In an email to CoinDesk, Ali said:

"Users can do thousands of transactions on the Stacks chain and the Bitcoin chain only sees a hash of the Stacks block. It starts to become more interesting when you start exploring potential movement of assets or cryptocurrencies between these chains e.g., Bitcoin getting locked on the Bitcoin chain and being used … on Stacks. This area is currently in R&D phase but we’re really excited about the possibilities."

We covered a similar project with a bridge between Bitcoin and Ethereum being built by Keep.

The testnet

All the BTC and STX on the testnet will be simulated, but there is a tangible reason for developers to take part. Blockstack has a series of bug bounties planned for everything from security to smart-contract functionality. 

By participating in the testnet, developers can help Blockstack identify problems and earn rewards.

A few notes on the design for consensus on Stacks that will be tested here:

    • The usual threat of losing staked crypto for negligent behavior is not part of the design for "stacker" nodes on the Stacks blockchain.
    • Tezos-style delegation has been implemented, so users won't need to run a node in order to participate.
    • The threshold for STX needed to run a node has been lowered and will be dynamic, based on the level of participation.

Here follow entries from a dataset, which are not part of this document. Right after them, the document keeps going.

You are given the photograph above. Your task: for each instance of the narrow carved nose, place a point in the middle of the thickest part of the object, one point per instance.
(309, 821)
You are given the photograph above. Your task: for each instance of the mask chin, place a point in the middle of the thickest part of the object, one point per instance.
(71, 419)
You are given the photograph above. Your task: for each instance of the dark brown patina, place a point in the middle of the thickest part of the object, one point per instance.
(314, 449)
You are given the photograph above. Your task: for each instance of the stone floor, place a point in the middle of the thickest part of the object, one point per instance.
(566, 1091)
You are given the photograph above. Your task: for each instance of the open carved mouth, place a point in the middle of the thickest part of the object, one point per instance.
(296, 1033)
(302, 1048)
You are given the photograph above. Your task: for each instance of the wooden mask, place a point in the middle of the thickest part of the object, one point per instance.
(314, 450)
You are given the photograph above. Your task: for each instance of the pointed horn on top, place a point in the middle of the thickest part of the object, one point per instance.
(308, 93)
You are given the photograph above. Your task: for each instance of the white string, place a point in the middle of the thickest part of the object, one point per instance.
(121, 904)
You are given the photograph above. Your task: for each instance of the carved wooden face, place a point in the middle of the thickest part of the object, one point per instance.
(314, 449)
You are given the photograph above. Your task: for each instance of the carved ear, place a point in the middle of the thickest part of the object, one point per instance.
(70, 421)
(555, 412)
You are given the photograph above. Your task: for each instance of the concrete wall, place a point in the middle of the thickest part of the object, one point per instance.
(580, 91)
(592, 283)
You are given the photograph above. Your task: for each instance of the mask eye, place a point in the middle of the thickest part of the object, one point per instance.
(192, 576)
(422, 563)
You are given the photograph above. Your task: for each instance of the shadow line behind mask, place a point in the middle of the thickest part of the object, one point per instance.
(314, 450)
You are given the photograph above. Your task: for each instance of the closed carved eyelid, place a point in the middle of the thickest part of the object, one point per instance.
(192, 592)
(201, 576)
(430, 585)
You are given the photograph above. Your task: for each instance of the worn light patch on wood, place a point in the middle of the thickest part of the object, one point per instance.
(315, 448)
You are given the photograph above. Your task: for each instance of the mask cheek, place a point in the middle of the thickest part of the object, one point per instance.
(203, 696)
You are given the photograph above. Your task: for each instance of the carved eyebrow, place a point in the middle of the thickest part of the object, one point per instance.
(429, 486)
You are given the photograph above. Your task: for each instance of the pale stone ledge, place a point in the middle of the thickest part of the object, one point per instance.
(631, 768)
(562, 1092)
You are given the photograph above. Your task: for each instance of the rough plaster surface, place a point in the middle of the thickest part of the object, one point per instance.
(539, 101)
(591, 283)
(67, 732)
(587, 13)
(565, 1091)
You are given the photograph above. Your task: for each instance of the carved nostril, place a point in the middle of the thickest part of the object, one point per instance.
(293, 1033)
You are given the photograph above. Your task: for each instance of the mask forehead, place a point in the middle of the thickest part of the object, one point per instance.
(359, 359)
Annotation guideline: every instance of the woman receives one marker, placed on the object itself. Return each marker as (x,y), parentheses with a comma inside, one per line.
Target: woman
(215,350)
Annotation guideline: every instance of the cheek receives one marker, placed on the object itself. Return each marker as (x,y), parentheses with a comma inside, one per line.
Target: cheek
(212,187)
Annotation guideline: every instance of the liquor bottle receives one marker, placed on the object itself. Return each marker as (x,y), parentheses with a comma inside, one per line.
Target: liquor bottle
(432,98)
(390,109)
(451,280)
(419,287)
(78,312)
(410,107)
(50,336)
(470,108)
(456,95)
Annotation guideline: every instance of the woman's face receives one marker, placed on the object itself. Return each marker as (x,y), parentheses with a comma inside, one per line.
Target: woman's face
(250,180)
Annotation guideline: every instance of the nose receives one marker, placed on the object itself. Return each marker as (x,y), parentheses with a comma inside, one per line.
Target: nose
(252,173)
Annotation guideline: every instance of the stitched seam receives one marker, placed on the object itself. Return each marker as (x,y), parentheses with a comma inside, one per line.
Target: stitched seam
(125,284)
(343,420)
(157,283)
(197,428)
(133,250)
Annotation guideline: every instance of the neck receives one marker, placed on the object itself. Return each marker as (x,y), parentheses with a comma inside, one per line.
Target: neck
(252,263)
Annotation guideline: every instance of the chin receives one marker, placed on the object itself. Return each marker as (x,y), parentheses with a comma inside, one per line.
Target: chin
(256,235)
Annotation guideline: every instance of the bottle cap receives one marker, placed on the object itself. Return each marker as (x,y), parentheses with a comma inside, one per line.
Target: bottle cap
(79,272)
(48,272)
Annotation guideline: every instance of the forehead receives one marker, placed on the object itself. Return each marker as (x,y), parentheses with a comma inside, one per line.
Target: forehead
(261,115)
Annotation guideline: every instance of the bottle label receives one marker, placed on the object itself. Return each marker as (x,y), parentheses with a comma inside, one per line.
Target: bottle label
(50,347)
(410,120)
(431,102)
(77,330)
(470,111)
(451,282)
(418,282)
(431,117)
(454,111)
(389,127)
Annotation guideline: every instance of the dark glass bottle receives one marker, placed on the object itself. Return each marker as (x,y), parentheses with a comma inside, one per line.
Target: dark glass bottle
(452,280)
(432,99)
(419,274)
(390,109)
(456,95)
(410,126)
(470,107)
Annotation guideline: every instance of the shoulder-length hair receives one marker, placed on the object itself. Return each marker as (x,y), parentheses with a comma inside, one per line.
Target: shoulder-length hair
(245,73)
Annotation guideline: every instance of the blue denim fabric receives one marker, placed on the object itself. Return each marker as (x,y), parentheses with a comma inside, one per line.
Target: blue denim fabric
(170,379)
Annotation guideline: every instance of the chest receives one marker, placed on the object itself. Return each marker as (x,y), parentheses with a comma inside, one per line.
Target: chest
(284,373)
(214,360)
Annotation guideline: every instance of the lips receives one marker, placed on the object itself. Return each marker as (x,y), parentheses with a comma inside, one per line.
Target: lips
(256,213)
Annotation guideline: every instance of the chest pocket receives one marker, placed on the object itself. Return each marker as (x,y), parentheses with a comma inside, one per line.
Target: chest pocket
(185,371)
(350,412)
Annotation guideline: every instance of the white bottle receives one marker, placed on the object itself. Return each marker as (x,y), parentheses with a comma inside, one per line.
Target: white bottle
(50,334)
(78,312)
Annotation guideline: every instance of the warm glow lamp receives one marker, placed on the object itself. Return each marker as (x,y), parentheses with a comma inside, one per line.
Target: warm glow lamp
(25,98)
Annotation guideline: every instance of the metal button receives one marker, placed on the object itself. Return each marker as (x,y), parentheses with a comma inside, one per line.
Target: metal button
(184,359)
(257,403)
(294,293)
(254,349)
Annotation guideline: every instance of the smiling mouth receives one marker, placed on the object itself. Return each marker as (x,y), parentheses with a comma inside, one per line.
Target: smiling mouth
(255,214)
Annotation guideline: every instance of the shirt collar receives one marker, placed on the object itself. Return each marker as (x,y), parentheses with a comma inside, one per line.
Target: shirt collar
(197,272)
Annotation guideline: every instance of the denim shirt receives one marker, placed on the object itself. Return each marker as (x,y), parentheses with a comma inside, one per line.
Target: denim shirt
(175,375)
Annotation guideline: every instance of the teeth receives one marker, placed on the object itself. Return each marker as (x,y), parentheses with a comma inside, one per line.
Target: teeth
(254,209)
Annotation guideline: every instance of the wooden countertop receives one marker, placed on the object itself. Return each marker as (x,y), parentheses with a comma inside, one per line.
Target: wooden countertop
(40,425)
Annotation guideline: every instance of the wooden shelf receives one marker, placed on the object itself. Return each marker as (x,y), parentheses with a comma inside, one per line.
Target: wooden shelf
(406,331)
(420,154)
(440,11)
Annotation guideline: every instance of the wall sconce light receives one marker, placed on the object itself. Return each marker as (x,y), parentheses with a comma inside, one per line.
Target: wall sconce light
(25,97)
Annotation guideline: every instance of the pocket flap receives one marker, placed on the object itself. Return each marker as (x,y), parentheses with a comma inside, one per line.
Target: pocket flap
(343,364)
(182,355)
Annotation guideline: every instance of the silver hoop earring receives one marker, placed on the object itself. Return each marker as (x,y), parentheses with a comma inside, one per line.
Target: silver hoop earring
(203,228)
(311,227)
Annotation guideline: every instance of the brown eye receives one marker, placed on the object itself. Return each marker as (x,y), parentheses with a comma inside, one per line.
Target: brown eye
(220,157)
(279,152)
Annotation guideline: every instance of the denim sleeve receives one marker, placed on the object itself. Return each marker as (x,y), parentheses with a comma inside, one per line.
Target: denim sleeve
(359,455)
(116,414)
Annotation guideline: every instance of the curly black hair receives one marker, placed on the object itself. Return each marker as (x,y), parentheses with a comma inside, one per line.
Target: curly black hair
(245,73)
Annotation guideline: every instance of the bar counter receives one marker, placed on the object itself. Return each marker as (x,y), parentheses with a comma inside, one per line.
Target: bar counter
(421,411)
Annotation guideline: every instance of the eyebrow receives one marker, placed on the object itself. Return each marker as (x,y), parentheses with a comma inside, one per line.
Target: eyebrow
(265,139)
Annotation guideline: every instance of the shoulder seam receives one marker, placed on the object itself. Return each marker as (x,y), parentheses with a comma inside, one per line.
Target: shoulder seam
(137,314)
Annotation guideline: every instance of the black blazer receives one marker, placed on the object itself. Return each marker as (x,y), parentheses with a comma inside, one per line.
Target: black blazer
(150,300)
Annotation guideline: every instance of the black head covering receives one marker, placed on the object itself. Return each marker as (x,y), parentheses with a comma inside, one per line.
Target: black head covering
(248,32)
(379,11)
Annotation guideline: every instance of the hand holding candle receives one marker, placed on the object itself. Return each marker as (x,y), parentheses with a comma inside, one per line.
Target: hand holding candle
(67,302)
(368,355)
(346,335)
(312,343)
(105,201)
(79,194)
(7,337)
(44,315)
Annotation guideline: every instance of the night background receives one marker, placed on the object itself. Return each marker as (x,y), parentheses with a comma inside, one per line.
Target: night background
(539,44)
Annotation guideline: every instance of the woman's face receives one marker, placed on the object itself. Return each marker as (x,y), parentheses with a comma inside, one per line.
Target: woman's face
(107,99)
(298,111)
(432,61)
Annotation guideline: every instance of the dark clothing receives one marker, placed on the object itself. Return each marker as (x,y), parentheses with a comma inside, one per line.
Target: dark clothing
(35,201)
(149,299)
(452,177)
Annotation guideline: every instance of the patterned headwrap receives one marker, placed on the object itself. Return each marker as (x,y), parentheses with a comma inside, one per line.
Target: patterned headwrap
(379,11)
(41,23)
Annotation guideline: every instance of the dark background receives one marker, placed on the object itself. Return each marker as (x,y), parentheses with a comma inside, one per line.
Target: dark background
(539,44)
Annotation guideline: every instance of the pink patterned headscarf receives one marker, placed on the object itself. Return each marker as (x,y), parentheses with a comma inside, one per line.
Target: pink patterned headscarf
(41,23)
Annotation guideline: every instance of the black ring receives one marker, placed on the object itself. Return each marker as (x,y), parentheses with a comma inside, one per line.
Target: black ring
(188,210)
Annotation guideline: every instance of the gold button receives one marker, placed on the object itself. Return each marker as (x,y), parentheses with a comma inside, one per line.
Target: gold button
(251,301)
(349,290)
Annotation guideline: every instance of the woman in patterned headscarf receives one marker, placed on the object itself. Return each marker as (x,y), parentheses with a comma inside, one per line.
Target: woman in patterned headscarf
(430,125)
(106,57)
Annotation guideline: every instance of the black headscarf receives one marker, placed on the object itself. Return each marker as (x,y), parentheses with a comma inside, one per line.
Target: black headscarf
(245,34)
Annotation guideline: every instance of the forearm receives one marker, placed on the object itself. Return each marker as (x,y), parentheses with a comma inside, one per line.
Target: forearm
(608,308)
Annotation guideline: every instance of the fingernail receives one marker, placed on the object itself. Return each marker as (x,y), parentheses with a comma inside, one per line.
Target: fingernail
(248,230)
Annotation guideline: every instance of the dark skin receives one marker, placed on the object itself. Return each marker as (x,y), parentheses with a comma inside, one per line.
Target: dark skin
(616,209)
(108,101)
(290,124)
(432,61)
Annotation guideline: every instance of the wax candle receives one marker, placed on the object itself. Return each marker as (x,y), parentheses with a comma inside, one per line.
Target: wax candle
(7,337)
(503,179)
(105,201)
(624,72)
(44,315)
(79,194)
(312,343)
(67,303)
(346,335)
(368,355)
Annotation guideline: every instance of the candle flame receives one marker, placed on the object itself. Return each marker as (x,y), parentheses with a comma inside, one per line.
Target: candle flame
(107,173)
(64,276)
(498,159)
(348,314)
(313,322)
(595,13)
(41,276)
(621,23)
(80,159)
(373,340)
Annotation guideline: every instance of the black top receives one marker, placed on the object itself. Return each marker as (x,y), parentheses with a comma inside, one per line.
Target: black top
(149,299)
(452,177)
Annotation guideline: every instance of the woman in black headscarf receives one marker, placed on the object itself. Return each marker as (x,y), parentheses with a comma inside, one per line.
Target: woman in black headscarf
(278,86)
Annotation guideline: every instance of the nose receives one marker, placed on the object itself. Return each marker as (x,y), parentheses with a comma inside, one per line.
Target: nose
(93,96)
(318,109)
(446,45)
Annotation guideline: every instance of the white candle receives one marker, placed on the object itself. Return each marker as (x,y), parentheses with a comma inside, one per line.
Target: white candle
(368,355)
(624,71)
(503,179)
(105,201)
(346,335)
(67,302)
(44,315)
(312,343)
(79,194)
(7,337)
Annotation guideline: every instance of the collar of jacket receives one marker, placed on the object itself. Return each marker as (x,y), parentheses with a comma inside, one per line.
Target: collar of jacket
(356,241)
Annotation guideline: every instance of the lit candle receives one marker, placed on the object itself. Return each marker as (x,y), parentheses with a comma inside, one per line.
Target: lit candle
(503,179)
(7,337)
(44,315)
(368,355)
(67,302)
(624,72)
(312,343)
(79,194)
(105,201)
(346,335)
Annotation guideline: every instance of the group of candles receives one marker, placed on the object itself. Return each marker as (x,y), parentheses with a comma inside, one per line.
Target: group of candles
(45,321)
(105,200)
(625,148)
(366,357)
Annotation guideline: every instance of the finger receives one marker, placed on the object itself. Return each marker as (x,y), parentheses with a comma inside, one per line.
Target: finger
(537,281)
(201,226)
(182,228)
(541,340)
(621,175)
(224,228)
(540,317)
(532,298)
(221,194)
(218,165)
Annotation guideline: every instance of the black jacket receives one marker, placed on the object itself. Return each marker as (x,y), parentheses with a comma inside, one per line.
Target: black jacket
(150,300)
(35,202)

Blockstack did not give a specific number but when we last covered Blockstack 2.0 it was 100,000 STX. 

    The testnet will provide an opportunity for smart-contract developers to try out Blockstack's new programming language, Clarity, which will also be previewed there. 

    Testnets can be an important opportunity for new networks to drive developer adoption. A report by Electric Capital last year showed that a well-designed testnet has consistently been one of the best tools for getting more developers interested in a new public blockchain. 

    The Stacks blockchain first launched in late 2018. Blockstack expects a mainnet launch of its new consensus mechanism, Blockstack 2.0, this summer.